On Saturday I had two great meals in L.A.: lunch at Susan Feniger’s Street and dinner at Jitlada.

Street, on Highland just north of Melrose, is a new restaurant by Feniger, the co-chef behind Border Grill and Ciudad. She’s also a Claremont Colleges alumnus. Street is devoted to foodie versions of the world’s street foods. Our table shared spinach varenyky (a Ukrainian dumpling), a half-size New Jerusalem bread salad, Hawaiian poke plate (ono fillet, Japanese style) and Egyptian basbousa cake, plus mango lassi to drink. We liked it all, and at lunchtime on a Saturday or Sunday, street parking is free. The meal came to $53 plus tip.

The only disappointment was that Street has an A from the Health Department. This is street food; the grade should be a C.

Jitlada, on Sunset in the Thai Town neighborhood, is another acclaimed restaurant. Besides the usual Thai options, there’s a couple of pages of southern Thai dishes unknown to most of us, which is why there’s such a buzz. Jitlada is in a minimall and there was a half-hour wait, but for a Saturday night, that’s not bad.
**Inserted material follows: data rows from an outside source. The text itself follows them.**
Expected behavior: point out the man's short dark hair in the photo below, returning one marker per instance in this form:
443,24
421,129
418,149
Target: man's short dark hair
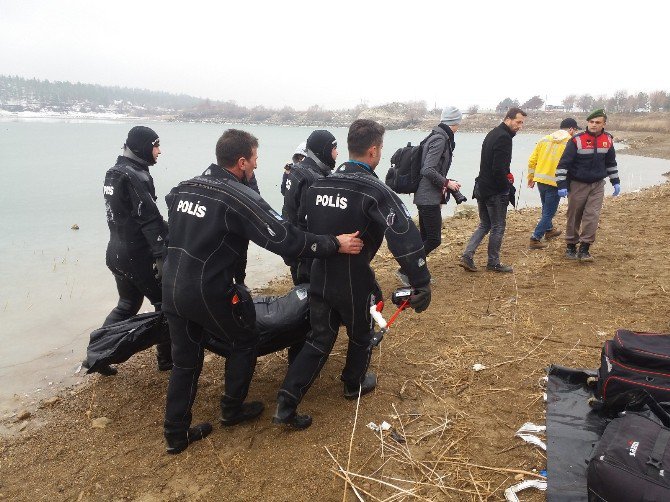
234,144
363,134
513,112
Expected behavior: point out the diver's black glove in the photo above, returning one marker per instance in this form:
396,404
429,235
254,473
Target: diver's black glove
420,300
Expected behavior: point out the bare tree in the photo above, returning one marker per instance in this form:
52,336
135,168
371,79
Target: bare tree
534,103
569,101
585,102
506,104
657,100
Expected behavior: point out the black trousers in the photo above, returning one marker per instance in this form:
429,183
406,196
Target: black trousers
326,320
430,226
188,346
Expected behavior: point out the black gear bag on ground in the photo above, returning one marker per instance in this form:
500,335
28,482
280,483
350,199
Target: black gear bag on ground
634,361
631,461
281,322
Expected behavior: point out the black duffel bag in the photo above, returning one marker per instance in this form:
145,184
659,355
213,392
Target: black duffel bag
634,361
631,461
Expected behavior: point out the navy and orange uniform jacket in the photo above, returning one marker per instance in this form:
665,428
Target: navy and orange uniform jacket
588,158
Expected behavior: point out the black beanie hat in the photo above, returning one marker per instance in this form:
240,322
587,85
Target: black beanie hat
321,143
141,141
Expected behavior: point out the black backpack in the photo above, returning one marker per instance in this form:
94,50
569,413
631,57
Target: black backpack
634,361
629,461
405,172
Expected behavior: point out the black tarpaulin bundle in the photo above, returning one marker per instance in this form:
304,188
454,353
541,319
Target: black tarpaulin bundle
281,322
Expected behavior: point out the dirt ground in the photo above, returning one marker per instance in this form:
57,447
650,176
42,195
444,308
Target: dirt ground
458,424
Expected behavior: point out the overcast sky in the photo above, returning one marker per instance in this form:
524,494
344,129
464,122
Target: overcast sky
342,53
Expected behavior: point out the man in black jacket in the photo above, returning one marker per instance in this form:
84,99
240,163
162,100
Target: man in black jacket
492,191
137,233
211,220
343,288
320,160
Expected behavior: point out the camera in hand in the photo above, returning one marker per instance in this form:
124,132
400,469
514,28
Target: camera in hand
458,196
399,296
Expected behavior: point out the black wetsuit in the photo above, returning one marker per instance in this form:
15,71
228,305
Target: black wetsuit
137,234
343,287
298,181
212,218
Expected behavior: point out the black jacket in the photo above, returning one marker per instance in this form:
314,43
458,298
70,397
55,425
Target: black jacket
135,223
211,220
352,199
300,179
495,162
588,158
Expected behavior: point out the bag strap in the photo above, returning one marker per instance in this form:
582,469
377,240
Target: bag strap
655,460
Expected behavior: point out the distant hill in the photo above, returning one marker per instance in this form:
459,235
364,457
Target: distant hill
19,94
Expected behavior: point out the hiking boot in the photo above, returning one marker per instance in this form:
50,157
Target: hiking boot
178,442
248,411
103,369
583,253
286,415
552,234
499,267
367,385
468,264
402,277
535,244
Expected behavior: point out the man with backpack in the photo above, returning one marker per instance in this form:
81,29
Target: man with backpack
434,186
319,160
492,191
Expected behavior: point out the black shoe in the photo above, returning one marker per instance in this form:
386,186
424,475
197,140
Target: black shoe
176,443
468,264
164,365
571,252
499,267
286,415
248,411
402,277
583,253
368,385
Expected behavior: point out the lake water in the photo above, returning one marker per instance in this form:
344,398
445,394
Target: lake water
54,285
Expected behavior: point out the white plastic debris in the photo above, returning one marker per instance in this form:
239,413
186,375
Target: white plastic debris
384,426
510,493
527,431
532,428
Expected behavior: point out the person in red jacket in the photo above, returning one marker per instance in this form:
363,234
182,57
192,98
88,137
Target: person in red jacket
588,159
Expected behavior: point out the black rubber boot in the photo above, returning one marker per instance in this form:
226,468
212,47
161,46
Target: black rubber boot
103,369
571,252
178,442
367,385
583,253
286,415
248,411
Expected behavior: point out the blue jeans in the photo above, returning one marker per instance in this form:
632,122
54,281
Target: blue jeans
549,197
493,218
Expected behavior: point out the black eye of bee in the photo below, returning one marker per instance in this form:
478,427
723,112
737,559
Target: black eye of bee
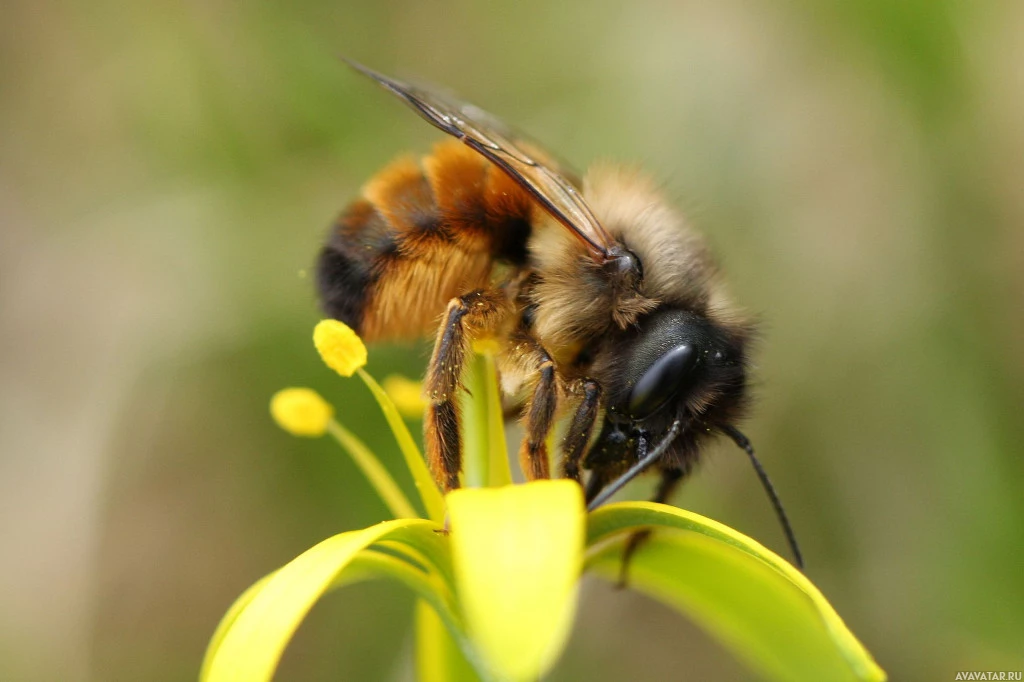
662,381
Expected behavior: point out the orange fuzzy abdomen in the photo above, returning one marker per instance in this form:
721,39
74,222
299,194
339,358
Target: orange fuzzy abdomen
423,231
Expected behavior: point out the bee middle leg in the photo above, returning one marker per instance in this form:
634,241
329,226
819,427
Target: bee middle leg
539,413
467,316
578,435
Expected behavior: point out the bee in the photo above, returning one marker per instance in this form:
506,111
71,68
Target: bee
607,307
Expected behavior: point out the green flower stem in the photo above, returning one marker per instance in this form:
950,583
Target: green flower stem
438,657
375,472
484,455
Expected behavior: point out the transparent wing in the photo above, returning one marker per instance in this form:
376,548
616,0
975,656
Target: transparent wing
481,131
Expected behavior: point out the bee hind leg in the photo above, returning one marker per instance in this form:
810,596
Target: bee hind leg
466,316
670,481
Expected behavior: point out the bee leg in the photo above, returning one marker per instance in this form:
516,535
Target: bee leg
574,444
670,481
539,414
466,315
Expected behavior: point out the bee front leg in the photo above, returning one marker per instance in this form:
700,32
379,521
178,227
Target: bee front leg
539,413
574,444
670,481
467,316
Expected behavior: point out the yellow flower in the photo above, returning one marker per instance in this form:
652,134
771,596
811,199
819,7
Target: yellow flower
340,347
500,536
301,412
497,584
407,395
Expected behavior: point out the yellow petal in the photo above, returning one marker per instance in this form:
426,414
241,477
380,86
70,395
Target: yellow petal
253,636
340,347
744,594
517,553
301,412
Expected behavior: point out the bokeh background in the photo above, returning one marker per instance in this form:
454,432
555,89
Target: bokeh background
167,170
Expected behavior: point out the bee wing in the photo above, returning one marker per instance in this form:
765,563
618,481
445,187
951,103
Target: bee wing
484,133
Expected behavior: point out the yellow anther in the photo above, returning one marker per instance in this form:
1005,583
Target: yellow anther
340,347
301,412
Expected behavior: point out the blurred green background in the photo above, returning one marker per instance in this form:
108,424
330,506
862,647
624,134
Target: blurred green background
168,169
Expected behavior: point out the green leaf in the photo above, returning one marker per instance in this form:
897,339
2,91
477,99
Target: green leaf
258,627
431,496
750,598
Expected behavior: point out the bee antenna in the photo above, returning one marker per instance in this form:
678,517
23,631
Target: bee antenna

We had fish cakes, a very good rice salad and, the clear winner, the crispy catfish and mango salad. Very good stuff indeed, and I’ll have to go back to try some of the other dishes everyone raves about. The bill was about $38. The interior seems to have been furnished from someone’s basement — a Michelob lamp near framed portraits of Thailand’s king and queen? — but Jitlada is well worth a visit.

I can also endorse the movie “An Education,” now playing at the ArcLight in Hollywood, and eventually to a theater near(ish) you.